Les shisa sont un élément très courant et un trait distinctif de la culture des îles d’Okinawa, et il est tout simplement impossible de les ignorer lors d’un séjour sur les îles.

Cet étrange animal mi lion mi chien est représenté sous la forme d’un couple :

Une femelle à la bouche fermée censée maintenir le bons esprits ;
Un mâle à la bouche ouverte censé faire fuir les mauvais esprits.

Un couple mâle femelle

À l’instar de la façon dont ces statues sont perçues en Chine, les lions gardiens au Japon sont généralement considérés comme un couple mâle et femelle. La façon dont on peut déterminer le sexe de chaque gardien dépend non seulement de la mythologie, mais aussi du fait que la bouche soit ouverte ou fermée.

La plupart des pays croient généralement que l’un est en fin de compte un homme, tandis que l’autre est indubitablement une femelle, mais à Okinawa, il existe des différences de croyance. Certains pensent que le shisa à la bouche ouverte est le mâle qui fait fuir les mauvais esprits, tandis que celui à la bouche fermée est la femelle qui garde les bienfaits environnants.

D’autres pensent que le mâle a la bouche fermée pour empêcher le mal d’entrer dans la maison, tandis que la femelle à la bouche ouverte le fait pour partager le bien avec les autres. Quelle que soit la croyance, il semble qu’il y ait de fortes connotations de protection physique de la part de l’homme, tandis que la femme représente une protection impliquant la préservation et le partage de la positivité.

statues shisa

La légende des Shisa

On pense que les Shisa ont été importés de Chine dans l’archipel vers le 15e siècle. Plusieurs récits relatent la manière dont ils sont arrivés sur l’île avec plus ou moins de fantaisie. La principale semble toutefois provenir de Madanbashi, un village situé au sud de Naha.

Selon cette histoire, les villageois étaient régulièrement attaqués par un dragon géant. Un jour, à l’occasion d’une visite du roi de l’archipel des Ryukyu, l’une des prêtresses du village remarqua la figure de Shisa (nommée Iri-nu) accrochée à un collier autour du cou, qu’il avait reçu d’un diplomate chinois à Shuri. Alors que le monstre était prêt à attaquer, la prêtresse demanda au roi de tendre le collier au monstre. Un rugissement tonitruant s’éleva et le Shisa s’anima, faisant appel à un énorme rocher qui tomba du ciel et écrasa la queue du dragon. Incapable de bouger, le dragon mourut et fut transformé plus tard en forêt de Gana-Mui.
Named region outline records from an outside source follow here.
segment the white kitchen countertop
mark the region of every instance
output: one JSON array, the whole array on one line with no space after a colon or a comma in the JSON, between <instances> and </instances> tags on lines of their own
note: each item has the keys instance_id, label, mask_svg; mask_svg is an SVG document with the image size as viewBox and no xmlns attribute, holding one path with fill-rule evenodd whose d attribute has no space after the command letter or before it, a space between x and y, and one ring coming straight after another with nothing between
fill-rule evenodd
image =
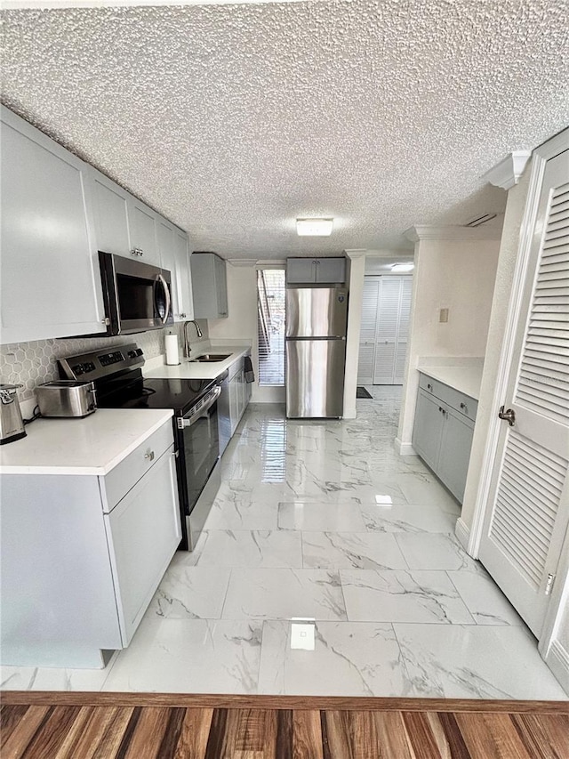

Aujourd’hui encore, les habitants de Madanbashi continuent de se rassembler le 15 août pour offrir des prières et des cadeaux (principalement des fruits) à la statue Iri-nu, protectrice de la forêt.

Shisa aujoud’hui

statues shisa
Les shisa, également appelés 獅子 shi-shi (“lion”) dans la langue locale, sont présents partout à Okinawa. Parce qu’ils sont censés apporter une protection, ils sont souvent assis à l’extérieur ou sur le toit de nombreux bâtiments de l’archipel, notamment ceux des maisons privées, des grands magasins, des bâtiments d’entreprise, des hôpitaux et même des écoles.

Les Shisa ont également des cousins appelés 狛犬 koma-inu (“chien-lion”) que l’on peut parfois voir à l’extérieur des temples dans tout le Japon, notamment autour des torii des sanctuaires shinto.

De nos jours, les shisa se présentent sous de nombreuses variétés et formes différentes. Bien que les statues et leurs reproductions en figurines soient le plus courant, ils sont également disponibles sur des objets de toutes sortes, et figurent massivement sur les T-shirts.

Certains Shisa sont représentés avec une patte posée sur une sphère dorée censée symboliser la bonne fortune.